Cierto, y la herniosa cultura del maíz era la predominante y hasta las tortillas se usaban como servilletas y papel higiénico. El excremento debió ser prolijo. La raíz del nombre del emperador azteca Cuitláhuac quiere decir mierda negra, porque su piel estaba cubierta por una enfermedad que le daba ese aspecto; tal vez era sarna. Es la misma raíz de Cuitlacoche o Huitlacoche, el hongo que se come en quesadillas. Uno de los austríacos lo había comido con evidente repulsión mientras alguien con pésimo gusto le explicaba la etimología.
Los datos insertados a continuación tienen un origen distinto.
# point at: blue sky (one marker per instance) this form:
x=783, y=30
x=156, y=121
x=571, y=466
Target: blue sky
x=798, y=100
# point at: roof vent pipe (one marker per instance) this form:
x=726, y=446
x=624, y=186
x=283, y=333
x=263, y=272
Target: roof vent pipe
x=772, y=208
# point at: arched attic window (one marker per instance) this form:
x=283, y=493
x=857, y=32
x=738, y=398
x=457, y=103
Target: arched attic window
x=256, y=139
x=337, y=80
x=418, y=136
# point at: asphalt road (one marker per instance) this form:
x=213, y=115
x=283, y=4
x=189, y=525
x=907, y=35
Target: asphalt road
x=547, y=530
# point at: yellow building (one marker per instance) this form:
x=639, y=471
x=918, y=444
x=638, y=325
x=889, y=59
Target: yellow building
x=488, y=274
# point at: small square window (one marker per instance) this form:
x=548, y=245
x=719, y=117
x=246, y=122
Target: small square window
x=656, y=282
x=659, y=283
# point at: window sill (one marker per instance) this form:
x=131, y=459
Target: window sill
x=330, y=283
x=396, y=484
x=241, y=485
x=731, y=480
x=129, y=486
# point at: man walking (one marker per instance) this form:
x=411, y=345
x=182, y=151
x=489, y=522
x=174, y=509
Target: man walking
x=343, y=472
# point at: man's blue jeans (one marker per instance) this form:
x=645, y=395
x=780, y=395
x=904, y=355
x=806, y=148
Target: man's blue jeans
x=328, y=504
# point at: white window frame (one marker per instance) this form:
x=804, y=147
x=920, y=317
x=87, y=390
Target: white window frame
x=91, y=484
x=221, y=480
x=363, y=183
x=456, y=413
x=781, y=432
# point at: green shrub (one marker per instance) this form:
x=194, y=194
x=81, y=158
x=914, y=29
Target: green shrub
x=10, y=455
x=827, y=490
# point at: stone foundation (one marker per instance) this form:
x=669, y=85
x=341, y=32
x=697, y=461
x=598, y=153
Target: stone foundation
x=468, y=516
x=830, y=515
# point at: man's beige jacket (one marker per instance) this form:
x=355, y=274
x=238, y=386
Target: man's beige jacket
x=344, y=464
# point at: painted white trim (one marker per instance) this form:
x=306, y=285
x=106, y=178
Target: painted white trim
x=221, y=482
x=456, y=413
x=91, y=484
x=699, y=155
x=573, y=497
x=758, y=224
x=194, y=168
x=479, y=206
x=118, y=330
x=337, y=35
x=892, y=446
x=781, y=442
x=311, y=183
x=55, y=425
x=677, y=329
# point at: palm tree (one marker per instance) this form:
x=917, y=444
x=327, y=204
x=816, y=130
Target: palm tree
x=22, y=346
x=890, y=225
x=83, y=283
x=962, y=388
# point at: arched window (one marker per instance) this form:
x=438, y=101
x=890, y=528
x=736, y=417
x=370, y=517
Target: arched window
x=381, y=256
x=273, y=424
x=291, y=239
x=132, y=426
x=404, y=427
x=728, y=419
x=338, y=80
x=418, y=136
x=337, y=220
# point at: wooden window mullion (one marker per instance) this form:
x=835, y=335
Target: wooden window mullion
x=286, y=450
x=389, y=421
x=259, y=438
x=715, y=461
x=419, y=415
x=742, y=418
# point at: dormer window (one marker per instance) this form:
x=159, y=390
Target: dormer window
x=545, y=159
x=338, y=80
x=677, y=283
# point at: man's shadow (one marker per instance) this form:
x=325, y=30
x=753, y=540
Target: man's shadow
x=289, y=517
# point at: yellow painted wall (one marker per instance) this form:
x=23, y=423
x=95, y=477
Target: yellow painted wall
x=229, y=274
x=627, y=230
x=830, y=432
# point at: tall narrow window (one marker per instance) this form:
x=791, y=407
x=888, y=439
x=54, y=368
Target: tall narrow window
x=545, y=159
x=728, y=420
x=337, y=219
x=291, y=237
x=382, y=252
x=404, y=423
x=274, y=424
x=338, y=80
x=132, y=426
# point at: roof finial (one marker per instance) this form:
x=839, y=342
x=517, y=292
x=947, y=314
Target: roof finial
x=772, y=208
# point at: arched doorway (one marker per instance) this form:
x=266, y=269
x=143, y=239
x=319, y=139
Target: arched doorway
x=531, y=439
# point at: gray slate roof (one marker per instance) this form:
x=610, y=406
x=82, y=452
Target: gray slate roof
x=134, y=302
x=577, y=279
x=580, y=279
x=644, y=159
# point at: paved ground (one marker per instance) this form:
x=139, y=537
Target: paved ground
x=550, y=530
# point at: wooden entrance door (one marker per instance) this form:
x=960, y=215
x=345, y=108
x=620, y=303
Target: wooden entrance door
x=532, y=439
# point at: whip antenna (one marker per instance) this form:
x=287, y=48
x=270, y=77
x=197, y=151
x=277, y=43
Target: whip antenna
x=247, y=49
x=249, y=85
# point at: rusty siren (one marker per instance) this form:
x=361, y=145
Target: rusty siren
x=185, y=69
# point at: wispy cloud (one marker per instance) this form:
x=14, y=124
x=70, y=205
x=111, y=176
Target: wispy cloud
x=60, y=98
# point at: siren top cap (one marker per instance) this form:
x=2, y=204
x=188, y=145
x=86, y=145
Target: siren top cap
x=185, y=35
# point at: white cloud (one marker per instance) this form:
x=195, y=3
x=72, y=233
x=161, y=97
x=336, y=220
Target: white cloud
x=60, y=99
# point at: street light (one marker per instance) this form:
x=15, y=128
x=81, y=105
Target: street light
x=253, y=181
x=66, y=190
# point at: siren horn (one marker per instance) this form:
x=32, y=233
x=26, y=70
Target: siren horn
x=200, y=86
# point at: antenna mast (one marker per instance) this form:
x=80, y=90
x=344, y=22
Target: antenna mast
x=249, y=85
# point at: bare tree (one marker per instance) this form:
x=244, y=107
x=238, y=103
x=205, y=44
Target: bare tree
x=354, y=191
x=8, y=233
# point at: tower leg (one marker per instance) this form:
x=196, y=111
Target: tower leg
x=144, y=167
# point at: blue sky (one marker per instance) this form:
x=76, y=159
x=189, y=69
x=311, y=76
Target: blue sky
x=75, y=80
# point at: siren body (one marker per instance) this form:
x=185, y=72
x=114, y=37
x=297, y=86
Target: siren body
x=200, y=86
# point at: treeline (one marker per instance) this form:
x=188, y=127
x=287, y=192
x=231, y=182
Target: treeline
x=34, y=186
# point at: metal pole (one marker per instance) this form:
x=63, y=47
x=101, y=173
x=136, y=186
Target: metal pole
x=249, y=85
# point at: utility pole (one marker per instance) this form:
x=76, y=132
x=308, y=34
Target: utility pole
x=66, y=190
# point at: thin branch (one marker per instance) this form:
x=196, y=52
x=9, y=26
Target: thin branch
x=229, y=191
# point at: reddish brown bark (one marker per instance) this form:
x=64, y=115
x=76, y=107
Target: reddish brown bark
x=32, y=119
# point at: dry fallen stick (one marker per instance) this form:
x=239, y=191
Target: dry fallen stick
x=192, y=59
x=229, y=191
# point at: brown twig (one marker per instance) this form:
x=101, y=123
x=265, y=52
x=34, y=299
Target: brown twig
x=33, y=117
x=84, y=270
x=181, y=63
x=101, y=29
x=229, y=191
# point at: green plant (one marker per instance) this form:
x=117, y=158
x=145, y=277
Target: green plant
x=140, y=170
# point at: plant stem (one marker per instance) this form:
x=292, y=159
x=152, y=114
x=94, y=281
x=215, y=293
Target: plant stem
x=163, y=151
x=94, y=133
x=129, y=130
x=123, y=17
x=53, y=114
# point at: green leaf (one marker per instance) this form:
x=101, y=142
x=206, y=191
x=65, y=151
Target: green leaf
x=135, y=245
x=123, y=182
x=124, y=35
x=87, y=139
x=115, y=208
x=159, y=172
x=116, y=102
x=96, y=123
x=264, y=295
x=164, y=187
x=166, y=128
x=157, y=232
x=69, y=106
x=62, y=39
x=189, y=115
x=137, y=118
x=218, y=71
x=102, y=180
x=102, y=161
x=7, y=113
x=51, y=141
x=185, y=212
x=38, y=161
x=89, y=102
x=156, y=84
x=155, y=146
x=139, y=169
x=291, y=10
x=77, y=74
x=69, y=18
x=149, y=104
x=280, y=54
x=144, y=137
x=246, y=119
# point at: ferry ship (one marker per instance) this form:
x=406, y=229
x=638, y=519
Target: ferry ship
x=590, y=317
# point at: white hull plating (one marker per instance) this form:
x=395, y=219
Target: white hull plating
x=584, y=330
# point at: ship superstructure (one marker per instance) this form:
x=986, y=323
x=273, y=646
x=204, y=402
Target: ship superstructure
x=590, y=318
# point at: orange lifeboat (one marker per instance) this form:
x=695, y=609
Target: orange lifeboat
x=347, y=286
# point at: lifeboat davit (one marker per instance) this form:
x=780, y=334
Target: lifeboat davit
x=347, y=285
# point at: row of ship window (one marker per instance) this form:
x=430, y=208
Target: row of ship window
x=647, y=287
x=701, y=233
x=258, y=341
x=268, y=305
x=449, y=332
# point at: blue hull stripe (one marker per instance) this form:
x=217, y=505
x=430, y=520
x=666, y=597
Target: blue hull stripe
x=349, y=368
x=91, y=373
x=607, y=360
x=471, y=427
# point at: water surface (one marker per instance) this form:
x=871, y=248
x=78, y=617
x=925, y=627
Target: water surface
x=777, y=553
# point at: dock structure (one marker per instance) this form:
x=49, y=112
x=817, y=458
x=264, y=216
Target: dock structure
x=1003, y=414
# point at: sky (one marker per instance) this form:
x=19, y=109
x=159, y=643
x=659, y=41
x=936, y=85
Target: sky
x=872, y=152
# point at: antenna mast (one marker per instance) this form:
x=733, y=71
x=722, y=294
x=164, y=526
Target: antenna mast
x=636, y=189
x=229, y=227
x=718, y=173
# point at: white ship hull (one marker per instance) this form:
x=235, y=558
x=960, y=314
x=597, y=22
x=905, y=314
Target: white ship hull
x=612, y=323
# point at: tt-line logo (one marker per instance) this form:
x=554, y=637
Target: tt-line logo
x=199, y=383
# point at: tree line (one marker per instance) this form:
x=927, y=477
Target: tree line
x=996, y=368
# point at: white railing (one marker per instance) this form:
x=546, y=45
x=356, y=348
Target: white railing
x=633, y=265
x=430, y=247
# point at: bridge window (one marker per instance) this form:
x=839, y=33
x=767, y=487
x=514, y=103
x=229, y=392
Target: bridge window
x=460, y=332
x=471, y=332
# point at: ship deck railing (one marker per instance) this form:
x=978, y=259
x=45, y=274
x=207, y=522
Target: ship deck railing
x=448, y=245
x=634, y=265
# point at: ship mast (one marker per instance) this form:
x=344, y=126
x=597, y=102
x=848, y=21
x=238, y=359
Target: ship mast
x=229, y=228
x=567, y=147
Niclaus insistió en la grandeza mexicana y, aunque en cada esquina se amontonaba basura orgánica e inorgánica, entró al tema de los indios. Por las calles en las que caminaban había por lo menos un cuarta parte de población indígena sin ningún vínculo con su tierra, familia, usos ni costumbres. Eran migrantes de un campo salitroso, cuyas mujeres eran enganchadas a la prostitución desde su terruño. Volverse padrote es un peldaño arriba en la escala social.